Reactive cysteines are among the most-discussed cancer drug targets, says Alex Toker of Beth Israel Deaconess Medical Center, who studies a related lipid kinase family in cancer. He doubts that VPS34 is the only protein with cysteines vulnerable to oxidation by menadione sodium bisulfite. A key question, Toker says, is “How much of the activity of this molecule . . . is going to be down to the cysteine oxidation of this protein?”
Trotman also suspects that menadione sodium bisulfite oxidizes other molecules. But he says the study clearly demonstrates that VPS34 is important and is the first to show that it could potentially be druggable. “VPS34 was super cold from a cancer perspective,” before this, because endosomal trafficking is so important that a cell cannot survive without it, Trotman says.
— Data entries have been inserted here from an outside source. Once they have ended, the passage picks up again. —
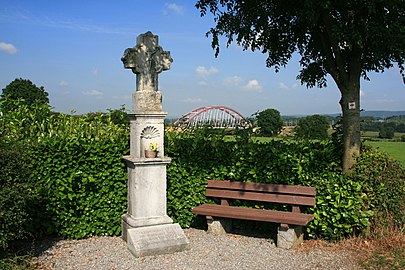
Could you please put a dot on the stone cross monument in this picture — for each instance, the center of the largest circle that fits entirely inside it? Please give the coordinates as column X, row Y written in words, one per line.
column 146, row 227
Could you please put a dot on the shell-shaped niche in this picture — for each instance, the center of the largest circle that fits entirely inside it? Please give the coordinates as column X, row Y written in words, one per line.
column 149, row 132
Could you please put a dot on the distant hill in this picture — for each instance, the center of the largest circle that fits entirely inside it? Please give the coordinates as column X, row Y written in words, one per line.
column 382, row 114
column 376, row 114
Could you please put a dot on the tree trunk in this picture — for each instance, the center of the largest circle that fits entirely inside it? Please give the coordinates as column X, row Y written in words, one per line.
column 350, row 104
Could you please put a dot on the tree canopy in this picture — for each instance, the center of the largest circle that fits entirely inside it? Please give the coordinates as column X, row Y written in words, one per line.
column 345, row 39
column 22, row 89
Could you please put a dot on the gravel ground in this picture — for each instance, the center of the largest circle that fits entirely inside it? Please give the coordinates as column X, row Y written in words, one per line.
column 205, row 251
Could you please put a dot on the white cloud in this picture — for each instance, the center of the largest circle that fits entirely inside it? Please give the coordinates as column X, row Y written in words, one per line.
column 124, row 97
column 193, row 100
column 232, row 81
column 94, row 71
column 93, row 93
column 173, row 7
column 204, row 72
column 254, row 86
column 8, row 48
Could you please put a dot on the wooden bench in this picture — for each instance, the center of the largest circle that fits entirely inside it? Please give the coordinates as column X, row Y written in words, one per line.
column 291, row 223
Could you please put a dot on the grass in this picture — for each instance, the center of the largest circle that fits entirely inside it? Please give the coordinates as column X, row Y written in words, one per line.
column 394, row 149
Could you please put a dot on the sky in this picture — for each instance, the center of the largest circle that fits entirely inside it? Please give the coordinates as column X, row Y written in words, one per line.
column 74, row 48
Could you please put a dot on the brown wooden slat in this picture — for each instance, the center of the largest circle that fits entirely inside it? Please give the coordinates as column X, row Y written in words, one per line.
column 262, row 197
column 253, row 214
column 290, row 189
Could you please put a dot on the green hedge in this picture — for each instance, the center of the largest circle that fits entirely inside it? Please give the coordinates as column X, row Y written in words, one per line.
column 343, row 204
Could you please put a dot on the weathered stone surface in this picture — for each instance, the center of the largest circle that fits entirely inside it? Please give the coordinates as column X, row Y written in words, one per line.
column 290, row 237
column 219, row 226
column 155, row 240
column 147, row 101
column 147, row 59
column 146, row 227
column 142, row 124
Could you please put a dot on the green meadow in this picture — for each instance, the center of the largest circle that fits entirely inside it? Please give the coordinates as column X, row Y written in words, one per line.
column 394, row 149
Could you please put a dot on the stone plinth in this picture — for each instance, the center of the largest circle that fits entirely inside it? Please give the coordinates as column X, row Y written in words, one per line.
column 146, row 227
column 156, row 240
column 146, row 128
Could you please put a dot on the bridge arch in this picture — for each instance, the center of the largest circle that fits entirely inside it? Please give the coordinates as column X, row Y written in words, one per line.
column 213, row 116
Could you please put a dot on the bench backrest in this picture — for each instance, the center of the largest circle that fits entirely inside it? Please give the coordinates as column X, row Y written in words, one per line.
column 283, row 194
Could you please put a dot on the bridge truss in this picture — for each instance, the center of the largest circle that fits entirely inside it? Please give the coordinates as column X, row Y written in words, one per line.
column 213, row 116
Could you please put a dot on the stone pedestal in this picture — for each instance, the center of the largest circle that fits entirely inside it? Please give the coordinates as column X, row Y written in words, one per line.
column 156, row 240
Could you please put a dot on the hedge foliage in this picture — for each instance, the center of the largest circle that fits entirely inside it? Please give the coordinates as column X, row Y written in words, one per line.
column 345, row 205
column 77, row 179
column 75, row 166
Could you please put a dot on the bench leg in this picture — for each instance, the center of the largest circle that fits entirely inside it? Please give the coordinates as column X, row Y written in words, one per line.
column 218, row 226
column 289, row 236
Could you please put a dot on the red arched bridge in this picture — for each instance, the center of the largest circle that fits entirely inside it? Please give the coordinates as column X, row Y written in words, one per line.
column 213, row 116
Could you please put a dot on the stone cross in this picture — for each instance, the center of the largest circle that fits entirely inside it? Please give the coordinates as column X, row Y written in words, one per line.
column 147, row 59
column 146, row 227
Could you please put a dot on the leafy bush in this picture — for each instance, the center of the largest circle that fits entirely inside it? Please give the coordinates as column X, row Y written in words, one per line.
column 382, row 179
column 313, row 127
column 345, row 205
column 17, row 196
column 76, row 166
column 23, row 90
column 270, row 122
column 78, row 180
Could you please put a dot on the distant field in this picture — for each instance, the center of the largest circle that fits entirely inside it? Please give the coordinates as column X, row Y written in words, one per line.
column 394, row 149
column 374, row 135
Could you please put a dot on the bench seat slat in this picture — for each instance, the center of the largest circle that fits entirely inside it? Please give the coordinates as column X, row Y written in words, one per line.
column 288, row 189
column 253, row 214
column 262, row 197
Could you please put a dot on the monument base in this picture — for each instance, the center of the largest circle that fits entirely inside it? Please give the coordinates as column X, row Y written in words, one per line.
column 156, row 240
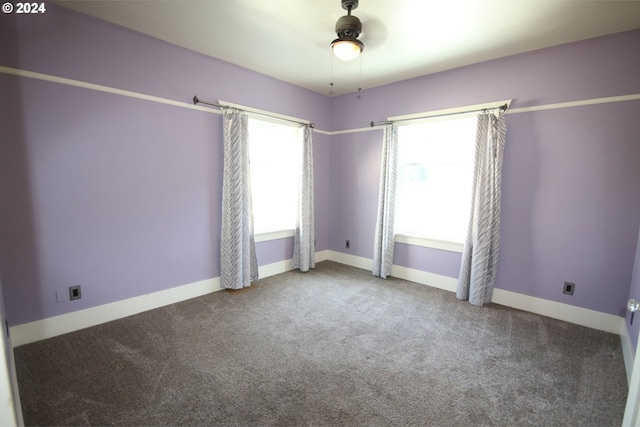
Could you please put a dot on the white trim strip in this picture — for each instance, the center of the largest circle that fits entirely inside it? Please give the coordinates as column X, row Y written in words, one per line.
column 571, row 104
column 273, row 235
column 429, row 243
column 472, row 109
column 102, row 88
column 138, row 95
column 296, row 120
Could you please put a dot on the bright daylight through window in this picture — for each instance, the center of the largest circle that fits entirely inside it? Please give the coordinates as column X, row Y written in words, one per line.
column 275, row 151
column 435, row 172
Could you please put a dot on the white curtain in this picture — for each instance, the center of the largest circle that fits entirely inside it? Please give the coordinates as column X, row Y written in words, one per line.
column 384, row 234
column 480, row 253
column 238, row 262
column 304, row 252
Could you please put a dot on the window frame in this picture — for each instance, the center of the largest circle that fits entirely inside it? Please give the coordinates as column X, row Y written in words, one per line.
column 417, row 118
column 258, row 114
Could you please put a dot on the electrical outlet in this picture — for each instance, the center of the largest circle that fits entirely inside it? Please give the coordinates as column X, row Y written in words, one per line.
column 62, row 295
column 75, row 292
column 568, row 288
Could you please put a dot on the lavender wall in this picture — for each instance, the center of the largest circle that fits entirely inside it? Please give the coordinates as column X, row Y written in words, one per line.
column 119, row 195
column 122, row 195
column 570, row 210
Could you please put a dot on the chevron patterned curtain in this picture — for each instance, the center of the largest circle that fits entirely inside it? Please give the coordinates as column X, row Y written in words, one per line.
column 238, row 262
column 480, row 252
column 304, row 252
column 384, row 234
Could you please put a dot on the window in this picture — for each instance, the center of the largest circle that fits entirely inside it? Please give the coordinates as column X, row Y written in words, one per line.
column 435, row 173
column 275, row 151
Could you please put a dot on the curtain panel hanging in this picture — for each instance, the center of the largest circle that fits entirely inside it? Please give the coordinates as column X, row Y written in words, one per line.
column 384, row 233
column 238, row 262
column 304, row 251
column 480, row 253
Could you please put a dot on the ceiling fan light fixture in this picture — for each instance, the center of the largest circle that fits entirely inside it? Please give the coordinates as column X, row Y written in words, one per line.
column 347, row 49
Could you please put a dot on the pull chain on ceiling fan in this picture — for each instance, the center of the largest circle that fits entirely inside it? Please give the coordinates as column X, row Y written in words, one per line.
column 348, row 28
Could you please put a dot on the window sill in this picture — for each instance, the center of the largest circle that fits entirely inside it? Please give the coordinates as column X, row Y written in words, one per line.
column 273, row 235
column 429, row 243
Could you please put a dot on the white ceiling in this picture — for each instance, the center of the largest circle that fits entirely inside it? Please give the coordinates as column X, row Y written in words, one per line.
column 289, row 39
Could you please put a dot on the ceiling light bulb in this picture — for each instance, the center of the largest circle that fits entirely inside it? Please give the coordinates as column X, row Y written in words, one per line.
column 347, row 49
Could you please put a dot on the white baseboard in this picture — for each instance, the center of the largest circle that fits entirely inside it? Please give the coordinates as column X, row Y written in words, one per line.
column 628, row 351
column 53, row 326
column 50, row 327
column 568, row 313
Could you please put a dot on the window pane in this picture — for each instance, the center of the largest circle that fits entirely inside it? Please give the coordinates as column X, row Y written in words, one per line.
column 275, row 155
column 435, row 170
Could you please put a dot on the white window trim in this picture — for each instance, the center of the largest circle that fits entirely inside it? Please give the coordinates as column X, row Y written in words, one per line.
column 265, row 236
column 427, row 242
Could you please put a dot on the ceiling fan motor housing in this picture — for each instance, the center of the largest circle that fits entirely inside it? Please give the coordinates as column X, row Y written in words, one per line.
column 348, row 27
column 349, row 4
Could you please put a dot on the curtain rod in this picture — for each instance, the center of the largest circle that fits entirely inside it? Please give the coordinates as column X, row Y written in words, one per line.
column 388, row 122
column 197, row 101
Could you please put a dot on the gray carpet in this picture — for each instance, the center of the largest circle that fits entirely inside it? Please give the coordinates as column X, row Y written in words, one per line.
column 335, row 346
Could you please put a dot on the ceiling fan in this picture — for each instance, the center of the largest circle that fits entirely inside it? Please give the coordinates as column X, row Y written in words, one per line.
column 348, row 28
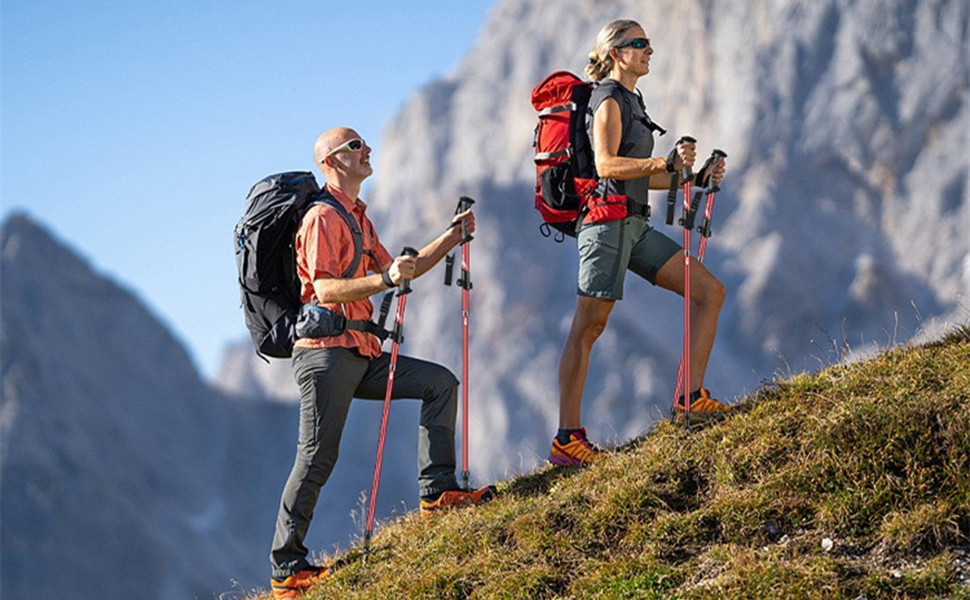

But this study suggests that VPS34 within cancer cells may be extra susceptible to oxidative stress—perhaps because cancer cells use most of their reducing potential to copy DNA and proliferate.
But this finding will need much more research before it can be extrapolated to people. There is no evidence that a menadione supplement would work in humans as it does in mice, and in the absence of cancer, there is evidence that excessive oxidation can be harmful. Whether human dietary modifications might exploit cancer cells’ apparent vulnerability to redox cell death remains to be proven—and after all, supplement studies have disappointed the field before.